Deep ReLU neural network approximation of parametric and stochastic elliptic PDEs with lognormal inputs

We investigate non-adaptive methods of deep ReLU neural network approximation of the solution $u$ to parametric and stochastic elliptic PDEs with lognormal inputs on non-compact set $\mathbb{R}^\infty$. The approximation error is measured in the norm of the Bochner space $L_2(\mathbb{R}^\infty, V, \gamma)$, where $\gamma$ is the tensor product standard Gaussian probability on $\mathbb{R}^\infty$ and $V$ is the energy space.
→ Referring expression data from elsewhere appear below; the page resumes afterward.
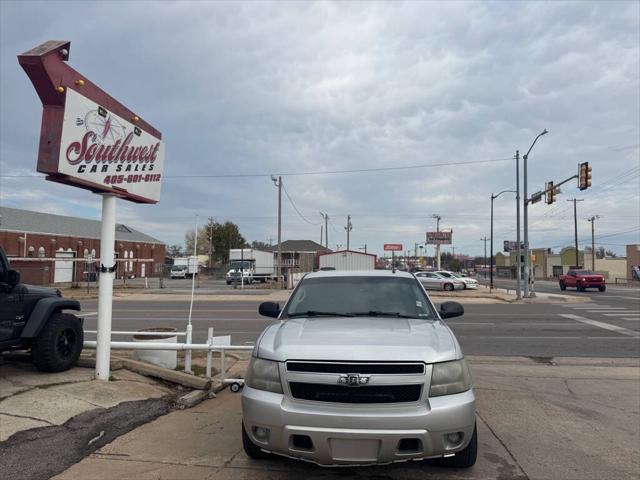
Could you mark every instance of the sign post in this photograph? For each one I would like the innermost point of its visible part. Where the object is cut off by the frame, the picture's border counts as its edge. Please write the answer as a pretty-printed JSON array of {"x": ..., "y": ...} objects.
[
  {"x": 393, "y": 248},
  {"x": 90, "y": 140}
]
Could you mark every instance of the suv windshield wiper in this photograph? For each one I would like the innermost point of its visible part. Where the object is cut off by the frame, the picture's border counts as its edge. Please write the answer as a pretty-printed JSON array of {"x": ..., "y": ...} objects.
[
  {"x": 378, "y": 313},
  {"x": 317, "y": 313}
]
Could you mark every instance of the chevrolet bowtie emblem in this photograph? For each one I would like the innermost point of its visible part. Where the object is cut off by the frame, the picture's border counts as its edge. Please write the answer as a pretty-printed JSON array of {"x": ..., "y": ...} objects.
[{"x": 353, "y": 379}]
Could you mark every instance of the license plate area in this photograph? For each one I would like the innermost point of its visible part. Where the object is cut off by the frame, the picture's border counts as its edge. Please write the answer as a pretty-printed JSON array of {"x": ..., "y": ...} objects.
[{"x": 354, "y": 449}]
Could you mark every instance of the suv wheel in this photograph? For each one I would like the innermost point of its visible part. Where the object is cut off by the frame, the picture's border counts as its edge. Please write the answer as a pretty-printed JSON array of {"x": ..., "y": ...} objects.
[
  {"x": 464, "y": 458},
  {"x": 251, "y": 449},
  {"x": 59, "y": 344}
]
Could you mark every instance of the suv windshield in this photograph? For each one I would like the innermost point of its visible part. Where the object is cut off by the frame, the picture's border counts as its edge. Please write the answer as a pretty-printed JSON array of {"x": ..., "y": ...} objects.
[{"x": 398, "y": 297}]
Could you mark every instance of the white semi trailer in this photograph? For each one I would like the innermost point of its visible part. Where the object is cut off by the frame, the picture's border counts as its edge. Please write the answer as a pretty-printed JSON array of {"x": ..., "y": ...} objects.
[
  {"x": 248, "y": 265},
  {"x": 346, "y": 260}
]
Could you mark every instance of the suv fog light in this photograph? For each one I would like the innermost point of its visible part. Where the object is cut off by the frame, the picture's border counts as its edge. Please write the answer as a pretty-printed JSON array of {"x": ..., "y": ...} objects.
[
  {"x": 261, "y": 433},
  {"x": 453, "y": 439}
]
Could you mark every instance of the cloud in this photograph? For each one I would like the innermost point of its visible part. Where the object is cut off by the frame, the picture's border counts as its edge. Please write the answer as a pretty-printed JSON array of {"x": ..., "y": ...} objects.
[{"x": 241, "y": 88}]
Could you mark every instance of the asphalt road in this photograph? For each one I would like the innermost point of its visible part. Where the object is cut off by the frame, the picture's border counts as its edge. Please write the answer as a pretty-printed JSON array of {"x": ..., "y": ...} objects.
[{"x": 609, "y": 326}]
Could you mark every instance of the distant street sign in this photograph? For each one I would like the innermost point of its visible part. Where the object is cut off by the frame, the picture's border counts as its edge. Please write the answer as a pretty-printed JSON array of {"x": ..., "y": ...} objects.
[
  {"x": 439, "y": 238},
  {"x": 511, "y": 246}
]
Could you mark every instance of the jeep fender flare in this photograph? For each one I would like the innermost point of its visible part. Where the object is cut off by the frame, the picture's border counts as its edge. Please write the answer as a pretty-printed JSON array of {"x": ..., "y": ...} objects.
[{"x": 43, "y": 310}]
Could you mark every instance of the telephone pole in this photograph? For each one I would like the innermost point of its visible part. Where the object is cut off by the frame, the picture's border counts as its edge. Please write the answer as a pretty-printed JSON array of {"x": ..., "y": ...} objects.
[
  {"x": 438, "y": 218},
  {"x": 575, "y": 226},
  {"x": 593, "y": 241},
  {"x": 325, "y": 216},
  {"x": 278, "y": 183},
  {"x": 485, "y": 254},
  {"x": 348, "y": 228}
]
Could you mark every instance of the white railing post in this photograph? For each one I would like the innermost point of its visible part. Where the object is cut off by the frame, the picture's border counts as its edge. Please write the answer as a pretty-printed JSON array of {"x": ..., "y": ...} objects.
[
  {"x": 223, "y": 366},
  {"x": 187, "y": 353},
  {"x": 209, "y": 352}
]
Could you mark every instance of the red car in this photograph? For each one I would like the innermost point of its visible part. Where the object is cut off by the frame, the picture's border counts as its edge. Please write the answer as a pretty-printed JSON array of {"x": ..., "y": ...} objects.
[{"x": 581, "y": 280}]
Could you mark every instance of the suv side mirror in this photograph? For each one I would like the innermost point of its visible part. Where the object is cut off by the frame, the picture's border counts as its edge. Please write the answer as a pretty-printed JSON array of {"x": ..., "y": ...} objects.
[
  {"x": 13, "y": 278},
  {"x": 269, "y": 309},
  {"x": 451, "y": 309}
]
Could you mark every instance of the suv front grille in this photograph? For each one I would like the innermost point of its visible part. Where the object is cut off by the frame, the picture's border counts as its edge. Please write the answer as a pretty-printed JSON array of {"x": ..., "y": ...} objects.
[
  {"x": 364, "y": 394},
  {"x": 368, "y": 368}
]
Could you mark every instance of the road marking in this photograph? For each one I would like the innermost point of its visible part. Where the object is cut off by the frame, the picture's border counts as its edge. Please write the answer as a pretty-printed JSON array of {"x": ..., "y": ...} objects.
[{"x": 606, "y": 326}]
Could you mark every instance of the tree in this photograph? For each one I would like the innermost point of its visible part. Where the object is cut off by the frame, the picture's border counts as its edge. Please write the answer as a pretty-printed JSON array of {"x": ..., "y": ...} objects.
[
  {"x": 174, "y": 251},
  {"x": 216, "y": 239}
]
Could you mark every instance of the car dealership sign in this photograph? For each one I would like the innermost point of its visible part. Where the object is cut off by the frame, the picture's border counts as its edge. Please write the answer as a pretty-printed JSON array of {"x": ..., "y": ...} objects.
[
  {"x": 88, "y": 139},
  {"x": 101, "y": 148}
]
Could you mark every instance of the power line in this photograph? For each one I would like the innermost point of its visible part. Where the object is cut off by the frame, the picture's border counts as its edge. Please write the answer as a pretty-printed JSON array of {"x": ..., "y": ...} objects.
[
  {"x": 327, "y": 172},
  {"x": 296, "y": 208}
]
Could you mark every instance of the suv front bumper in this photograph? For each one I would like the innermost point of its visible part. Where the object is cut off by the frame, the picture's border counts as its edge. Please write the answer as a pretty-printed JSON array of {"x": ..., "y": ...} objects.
[{"x": 339, "y": 434}]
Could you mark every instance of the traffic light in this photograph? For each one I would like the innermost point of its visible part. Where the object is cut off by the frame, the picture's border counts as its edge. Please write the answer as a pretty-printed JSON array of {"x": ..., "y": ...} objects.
[
  {"x": 551, "y": 193},
  {"x": 584, "y": 176}
]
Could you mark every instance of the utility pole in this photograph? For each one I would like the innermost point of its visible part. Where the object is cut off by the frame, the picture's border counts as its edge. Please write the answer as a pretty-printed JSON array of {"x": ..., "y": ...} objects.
[
  {"x": 575, "y": 227},
  {"x": 438, "y": 218},
  {"x": 518, "y": 254},
  {"x": 325, "y": 216},
  {"x": 278, "y": 183},
  {"x": 485, "y": 255},
  {"x": 593, "y": 241},
  {"x": 348, "y": 228}
]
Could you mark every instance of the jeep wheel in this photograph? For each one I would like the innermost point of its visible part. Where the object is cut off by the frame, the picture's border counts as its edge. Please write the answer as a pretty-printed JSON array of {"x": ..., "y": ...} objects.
[
  {"x": 464, "y": 458},
  {"x": 251, "y": 449},
  {"x": 59, "y": 344}
]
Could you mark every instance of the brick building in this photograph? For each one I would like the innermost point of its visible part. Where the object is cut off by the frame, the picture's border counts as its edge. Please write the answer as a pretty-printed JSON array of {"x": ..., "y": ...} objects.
[{"x": 52, "y": 249}]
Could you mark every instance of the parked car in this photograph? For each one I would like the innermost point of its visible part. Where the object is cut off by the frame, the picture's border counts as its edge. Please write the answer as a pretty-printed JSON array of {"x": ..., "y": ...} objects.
[
  {"x": 468, "y": 282},
  {"x": 360, "y": 369},
  {"x": 37, "y": 319},
  {"x": 581, "y": 280},
  {"x": 179, "y": 271},
  {"x": 435, "y": 281}
]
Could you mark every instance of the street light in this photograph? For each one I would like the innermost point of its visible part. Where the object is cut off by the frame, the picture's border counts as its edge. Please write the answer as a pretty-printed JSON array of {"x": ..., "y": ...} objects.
[
  {"x": 493, "y": 197},
  {"x": 526, "y": 219}
]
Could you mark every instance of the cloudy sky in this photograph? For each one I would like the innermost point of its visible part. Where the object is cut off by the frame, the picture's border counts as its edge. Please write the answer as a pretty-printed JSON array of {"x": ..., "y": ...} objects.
[{"x": 257, "y": 88}]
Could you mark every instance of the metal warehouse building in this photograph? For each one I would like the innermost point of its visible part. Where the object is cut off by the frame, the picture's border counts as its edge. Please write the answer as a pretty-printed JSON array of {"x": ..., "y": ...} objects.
[{"x": 49, "y": 249}]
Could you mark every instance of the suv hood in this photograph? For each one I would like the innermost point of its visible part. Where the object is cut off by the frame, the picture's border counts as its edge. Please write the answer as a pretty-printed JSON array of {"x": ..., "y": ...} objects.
[{"x": 359, "y": 339}]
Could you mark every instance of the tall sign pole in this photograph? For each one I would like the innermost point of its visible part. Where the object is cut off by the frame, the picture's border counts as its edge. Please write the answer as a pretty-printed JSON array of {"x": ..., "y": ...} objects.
[{"x": 89, "y": 140}]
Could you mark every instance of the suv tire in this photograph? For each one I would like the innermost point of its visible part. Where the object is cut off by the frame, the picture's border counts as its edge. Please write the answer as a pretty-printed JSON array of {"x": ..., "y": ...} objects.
[
  {"x": 251, "y": 449},
  {"x": 464, "y": 458},
  {"x": 59, "y": 344}
]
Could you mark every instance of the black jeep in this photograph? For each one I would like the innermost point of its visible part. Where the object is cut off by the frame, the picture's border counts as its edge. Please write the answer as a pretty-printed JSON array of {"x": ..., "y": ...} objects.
[{"x": 33, "y": 318}]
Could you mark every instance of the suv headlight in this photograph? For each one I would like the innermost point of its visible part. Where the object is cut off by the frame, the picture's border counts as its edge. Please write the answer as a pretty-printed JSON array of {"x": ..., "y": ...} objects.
[
  {"x": 450, "y": 377},
  {"x": 263, "y": 375}
]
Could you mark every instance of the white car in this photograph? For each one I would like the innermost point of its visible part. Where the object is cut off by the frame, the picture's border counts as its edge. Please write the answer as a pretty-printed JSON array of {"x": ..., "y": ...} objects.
[
  {"x": 468, "y": 282},
  {"x": 435, "y": 281}
]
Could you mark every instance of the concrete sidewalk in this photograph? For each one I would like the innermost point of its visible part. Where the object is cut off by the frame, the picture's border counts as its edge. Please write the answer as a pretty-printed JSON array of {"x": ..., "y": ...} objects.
[{"x": 560, "y": 418}]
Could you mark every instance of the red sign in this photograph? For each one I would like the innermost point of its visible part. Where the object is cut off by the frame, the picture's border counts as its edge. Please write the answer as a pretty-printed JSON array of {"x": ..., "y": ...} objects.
[
  {"x": 439, "y": 238},
  {"x": 88, "y": 139}
]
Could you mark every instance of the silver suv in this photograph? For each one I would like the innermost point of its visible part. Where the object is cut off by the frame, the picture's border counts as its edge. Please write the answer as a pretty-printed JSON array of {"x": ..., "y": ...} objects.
[{"x": 359, "y": 370}]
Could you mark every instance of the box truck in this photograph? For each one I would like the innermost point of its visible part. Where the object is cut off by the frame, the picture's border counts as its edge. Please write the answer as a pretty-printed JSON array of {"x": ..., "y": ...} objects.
[{"x": 249, "y": 265}]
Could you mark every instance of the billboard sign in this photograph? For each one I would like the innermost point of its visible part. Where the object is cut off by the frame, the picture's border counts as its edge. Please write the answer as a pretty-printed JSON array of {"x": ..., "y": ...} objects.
[
  {"x": 100, "y": 148},
  {"x": 439, "y": 238},
  {"x": 87, "y": 138}
]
The approximation is based on an $m$-term truncation of the Hermite generalized polynomial chaos expansion (gpc) of $u$. Under a certain assumption on $\ell_q$-summability condition for lognormal inputs ($0< q <\infty$), we proved that for every integer $n > 1$, one can construct a non-adaptive compactly supported deep ReLU neural network $\boldsymbol{\phi}_n$ of size not greater than $n$ on $\mathbb{R}^m$ with $m = \mathcal{O} (n/\log n)$, having $m$ outputs so that the summation constituted by replacing polynomials in the $m$-term truncation of Hermite gpc expansion by these $m$ outputs approximates $u$ with an error bound $\mathcal{O}\left(\left(n/\log n\right)^{-1/q}\right)$. This error bound is comparable to the error bound of the best approximation of $u$ by $n$-term truncations of Hermite gpc expansion which is $\mathcal{O}(n^{-1/q})$. We also obtained some results on similar problems for parametric and stochastic elliptic PDEs with affine inputs, based on the Jacobi and Taylor gpc expansions.